There was barely a year’s difference between him and his sister and they had been friends since childhood. “My sister! My sister!” he kept repeating to himself, as a bitter taste filled his mouth. “Rose Normil! The lovely Rose Normil. Paul’s sister, don’t you know her?” people used to say. And he would smile without answering, smile with pride. The way she carried her head high with her nose in the air as if the whole world smelled funny to her! “I am going to kill him,” he said again, and imagined an enormous knife sticking out of the back of the little man with gorilla hands as he thrust it in to the hilt.
The next day, he went to Dr. Valois’ house and saw Anna again. He had to wait for some time as she was helping her father at his clinic, where she was a nurse. When she came out, pure and beautiful in her immaculate smock, all that weighed on his heart seemed to melt. She exists, you simply have to remind yourself that such women exist in order to reconcile yourself with life, he told himself. As for my mother, poor woman, my father has neglected her so much that she’s fallen in love with Dr. Valois. I saw it in how she looked at him. And that’s normal. Absolutely normal. Exactly like his daughter, he’s seductive in a way that’s not just a matter of looks but something deeper. And this thing that one feels in their presence is like an intoxicating per-fume. They are solid and impermeable. Their nature is like an immutable boulder planted in the earth for thousands of years. A dangerous proposition. Anna! If I should smash my forehead into her, it would open up and drain all the blood from my body. And I would die of it. Good! What do I care! Death for the sake of death!

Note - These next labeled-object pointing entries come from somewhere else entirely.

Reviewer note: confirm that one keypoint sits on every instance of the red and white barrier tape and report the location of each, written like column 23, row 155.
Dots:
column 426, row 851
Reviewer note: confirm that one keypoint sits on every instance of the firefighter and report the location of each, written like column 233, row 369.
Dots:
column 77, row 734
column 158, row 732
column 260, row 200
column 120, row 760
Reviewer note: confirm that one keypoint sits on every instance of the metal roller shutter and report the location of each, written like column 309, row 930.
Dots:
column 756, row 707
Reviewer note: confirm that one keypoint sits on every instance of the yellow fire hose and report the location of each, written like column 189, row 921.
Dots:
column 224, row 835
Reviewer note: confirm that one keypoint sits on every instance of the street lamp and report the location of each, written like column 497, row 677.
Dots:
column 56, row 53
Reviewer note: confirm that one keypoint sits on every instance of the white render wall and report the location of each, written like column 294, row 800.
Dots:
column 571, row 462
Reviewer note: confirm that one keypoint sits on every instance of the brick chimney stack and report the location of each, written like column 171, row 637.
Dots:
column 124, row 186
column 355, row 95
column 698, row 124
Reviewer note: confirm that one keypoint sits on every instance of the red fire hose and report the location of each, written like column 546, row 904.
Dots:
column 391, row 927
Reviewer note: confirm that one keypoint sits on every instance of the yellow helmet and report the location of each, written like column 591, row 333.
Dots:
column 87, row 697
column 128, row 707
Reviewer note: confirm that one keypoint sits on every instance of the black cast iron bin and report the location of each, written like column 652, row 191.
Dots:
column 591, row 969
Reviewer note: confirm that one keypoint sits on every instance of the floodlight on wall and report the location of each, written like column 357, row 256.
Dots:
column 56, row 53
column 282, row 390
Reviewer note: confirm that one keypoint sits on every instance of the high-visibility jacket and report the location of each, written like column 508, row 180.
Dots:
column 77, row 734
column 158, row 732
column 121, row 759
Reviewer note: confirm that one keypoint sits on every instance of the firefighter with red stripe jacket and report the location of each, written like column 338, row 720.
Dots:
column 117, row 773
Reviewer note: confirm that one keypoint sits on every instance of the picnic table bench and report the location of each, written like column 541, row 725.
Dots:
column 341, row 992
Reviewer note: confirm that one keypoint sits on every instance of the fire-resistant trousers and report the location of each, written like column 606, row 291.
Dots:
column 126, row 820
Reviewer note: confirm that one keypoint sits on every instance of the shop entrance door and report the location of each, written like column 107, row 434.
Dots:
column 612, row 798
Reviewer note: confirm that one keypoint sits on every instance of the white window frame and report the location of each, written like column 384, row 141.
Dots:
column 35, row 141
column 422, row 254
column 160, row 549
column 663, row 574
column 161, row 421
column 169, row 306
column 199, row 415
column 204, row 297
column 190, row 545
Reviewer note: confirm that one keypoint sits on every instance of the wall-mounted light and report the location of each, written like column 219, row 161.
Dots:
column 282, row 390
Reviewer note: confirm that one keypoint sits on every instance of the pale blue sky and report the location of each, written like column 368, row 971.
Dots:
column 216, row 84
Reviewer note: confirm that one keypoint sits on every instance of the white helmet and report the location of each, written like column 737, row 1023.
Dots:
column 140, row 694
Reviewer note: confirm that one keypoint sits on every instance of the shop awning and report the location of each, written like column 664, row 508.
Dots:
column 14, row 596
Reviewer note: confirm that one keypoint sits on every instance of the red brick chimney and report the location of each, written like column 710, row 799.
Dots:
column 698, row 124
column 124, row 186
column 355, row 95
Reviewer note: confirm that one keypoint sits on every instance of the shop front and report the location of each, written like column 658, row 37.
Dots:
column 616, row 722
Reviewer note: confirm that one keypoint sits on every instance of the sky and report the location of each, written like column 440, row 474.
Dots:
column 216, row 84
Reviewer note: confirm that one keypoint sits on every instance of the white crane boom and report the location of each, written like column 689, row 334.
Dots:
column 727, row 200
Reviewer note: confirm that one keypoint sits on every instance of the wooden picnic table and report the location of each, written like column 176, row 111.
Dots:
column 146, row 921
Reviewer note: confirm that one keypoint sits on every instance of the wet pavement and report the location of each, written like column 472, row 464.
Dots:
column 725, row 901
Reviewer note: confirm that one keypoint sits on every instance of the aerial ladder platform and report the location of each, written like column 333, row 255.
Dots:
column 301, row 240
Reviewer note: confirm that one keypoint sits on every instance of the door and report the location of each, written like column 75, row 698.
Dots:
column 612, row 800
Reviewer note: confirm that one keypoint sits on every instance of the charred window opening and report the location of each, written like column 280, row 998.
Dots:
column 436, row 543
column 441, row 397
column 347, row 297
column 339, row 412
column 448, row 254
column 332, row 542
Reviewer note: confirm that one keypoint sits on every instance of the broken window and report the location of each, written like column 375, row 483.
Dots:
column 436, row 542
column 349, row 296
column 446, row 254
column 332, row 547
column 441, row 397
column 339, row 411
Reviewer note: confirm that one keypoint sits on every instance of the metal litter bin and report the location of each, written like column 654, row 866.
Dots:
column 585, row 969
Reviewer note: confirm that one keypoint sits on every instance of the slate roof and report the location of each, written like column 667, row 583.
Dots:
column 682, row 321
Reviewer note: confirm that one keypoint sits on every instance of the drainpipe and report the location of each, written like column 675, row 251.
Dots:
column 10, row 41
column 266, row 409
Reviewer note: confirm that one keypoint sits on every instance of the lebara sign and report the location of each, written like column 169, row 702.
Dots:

They stayed in the living room chatting for a long time. Not once did she bring up the question of the land, and she seemed to have forgotten he had left her on the day of the fair without saying goodbye. All the better, he thought then. He had come to her for a bit of happiness and comfort. And miraculously, he felt happy and comforted. A few minutes before he left, Dr. Valois came out to shake his hand.
“I will come by your house soon,” he promised. “I’ve been very busy and neglected my little patient. How’s Claude? Still has that temper of his?”